AssayQuant’s patented PhosphoSens® Technology forms the basis of its extensive portfolio of more than 400 unique enzyme and inhibitor assays. Each assay features novel sensor-peptide substrates available in the form of a kit or bulk sensor-peptide and as a family of related standalone reagents, each component is tested carefully to ensure that it is optimized for use in the applicable assay. Bulk reagents are available at discounted pricing, for high throughput or larger volume applications.
We offer two assay formats: Continuous and End-Point/Red. Both formats are compatible with 96, 384 and 1536-well plates and produce signals that are directly proportional to the amount of phosphorylated product present in the reaction mixture at the time of the measurement. In both cases, potency results have been shown to align with those obtained from cell-based assays, accelerating, and improving lead identification, characterization, profiling, and optimization studies, leading to the potential for developing drugs faster and with better efficacy.
Both assay formats are fully compatible with a wide range of ATP concentrations (including low to physiological [mM] levels) and use physiological Mg++, Mn++, Ca++ ion concentrations and peptide sequences derived from known substrates. With our selective PhosphoSens substrates, assays can be performed using crude cell or tissue lysates providing a more physiological context, including measuring activity of kinases in functional complexes that are formed in living cells.
PhosphoSens continuous assays utilize a simple add-and-read protocol, providing the capability for real-time, kinetic measurements, with a straight-forward, fluorescence intensity measurement. These assays provide high accuracy and precision by allowing measurement of the initial reaction rate (measured as the slope of the initial linear region), typically during the first 30-60 minutes and include many data points, with readings performed every 30 seconds to two minutes. This continuous assay format also allows for correction of compound autofluorescence, because this background signal does not change over time and can be corrected for by subtracting background signals (includes compound and all components of the reaction besides the enzyme) from the total fluorescence (all components including enzyme) to determine the net signal at each time point. The continuous format is compatible with essentially any commercially available fluorescence microplate reader capable of kinetic readings, and associated laboratory automation equipment. No stop solution or quench/develop step is needed, minimizing time, while maximizing throughput.
Because many compound libraries contain auto-fluorescent compounds, AssayQuant offers PhosphoSens Red assays that allow detection at longer (>600 nm) wavelength, with the same excitation maximum, and use time-resolved fluorescence. We recommend using a 100 µsecond delay between excitation and detection at the emission wavelength, with a 300 µsecond acquisition time, to avoid signal contamination from fluorescent materials in the reaction mixture, which have a very short (nanosecond) lifetime. Our end-point assays utilize the same reaction set up as our continuous assays, and once the reaction is run, a Europium ion (Eu3+) based reagent is added to each well, which displaces Mg++ in the chelation complex. Excitation of the Sox fluorophore sensitizes the europium luminescence, producing light with a 615 nm (red) maximum that can be measured using standard filters. The PhosphoSens Red assay can often use the same PhosphoSens substrate as is used for the continuous format. However, some highly acidic substrates (e.g., those often used for tyrosine kinases), can give rise to low signal to background ratios with the red format. To address this situation, we have identified alternative sensor-peptide sequences that allow for an optimized PhosphoSens Red assay, with signal to background ratios of 2 or greater, which provide Z’ values of 0.7 or higher (0.5 is considered excellent). In these cases, the same sequence can be used for the continuous format, with the same sensitivity or only a small decrease in sensitivity of the assay.

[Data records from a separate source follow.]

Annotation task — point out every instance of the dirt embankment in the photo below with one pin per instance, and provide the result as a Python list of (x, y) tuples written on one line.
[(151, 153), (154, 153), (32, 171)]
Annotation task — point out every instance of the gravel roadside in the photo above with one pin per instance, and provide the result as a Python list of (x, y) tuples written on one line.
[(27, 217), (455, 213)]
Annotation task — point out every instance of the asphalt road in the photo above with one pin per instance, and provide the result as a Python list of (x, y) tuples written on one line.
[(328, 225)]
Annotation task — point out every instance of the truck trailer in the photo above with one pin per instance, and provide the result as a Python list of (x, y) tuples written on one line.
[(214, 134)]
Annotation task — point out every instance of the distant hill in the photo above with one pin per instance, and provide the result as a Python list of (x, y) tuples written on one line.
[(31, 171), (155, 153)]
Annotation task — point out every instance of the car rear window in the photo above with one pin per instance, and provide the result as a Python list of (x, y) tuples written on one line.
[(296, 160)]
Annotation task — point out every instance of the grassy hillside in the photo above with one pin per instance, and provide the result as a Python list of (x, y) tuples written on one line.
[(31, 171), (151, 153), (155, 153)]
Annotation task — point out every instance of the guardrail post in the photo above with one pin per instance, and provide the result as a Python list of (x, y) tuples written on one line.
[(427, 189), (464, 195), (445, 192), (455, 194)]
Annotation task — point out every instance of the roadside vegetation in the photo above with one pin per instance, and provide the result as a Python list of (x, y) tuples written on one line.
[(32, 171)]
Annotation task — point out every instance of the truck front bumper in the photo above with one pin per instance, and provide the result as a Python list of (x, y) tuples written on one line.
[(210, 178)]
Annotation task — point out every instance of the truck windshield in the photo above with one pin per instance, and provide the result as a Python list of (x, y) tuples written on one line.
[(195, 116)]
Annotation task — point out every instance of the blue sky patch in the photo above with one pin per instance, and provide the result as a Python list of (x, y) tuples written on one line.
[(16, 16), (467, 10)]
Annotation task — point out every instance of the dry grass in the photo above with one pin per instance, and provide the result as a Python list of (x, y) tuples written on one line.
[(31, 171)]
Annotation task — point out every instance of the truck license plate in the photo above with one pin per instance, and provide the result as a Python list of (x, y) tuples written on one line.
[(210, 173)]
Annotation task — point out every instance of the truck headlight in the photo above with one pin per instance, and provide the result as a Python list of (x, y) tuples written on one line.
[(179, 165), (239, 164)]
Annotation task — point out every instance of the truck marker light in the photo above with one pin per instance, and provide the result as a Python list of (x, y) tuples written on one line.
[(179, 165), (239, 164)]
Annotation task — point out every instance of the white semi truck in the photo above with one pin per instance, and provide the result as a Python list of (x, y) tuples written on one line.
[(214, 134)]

In addition to our Continuous and End-Point/Red Enzyme and Inhibitor Activity Assays, AssayQuant also offers assays for three different families of enzymes: protein kinases, protein phosphatases and lipid kinases. All AssayQuant protein kinase and phosphatase assays are based on the use of fluorogenic sensor-peptide-based substrates as described on our Technology page. The lipid kinase (Diacylglycerol Kinases or DGKs), which use lipid (DAG) substrates, are currently only offered as part of AssayQuant’s Testing Services.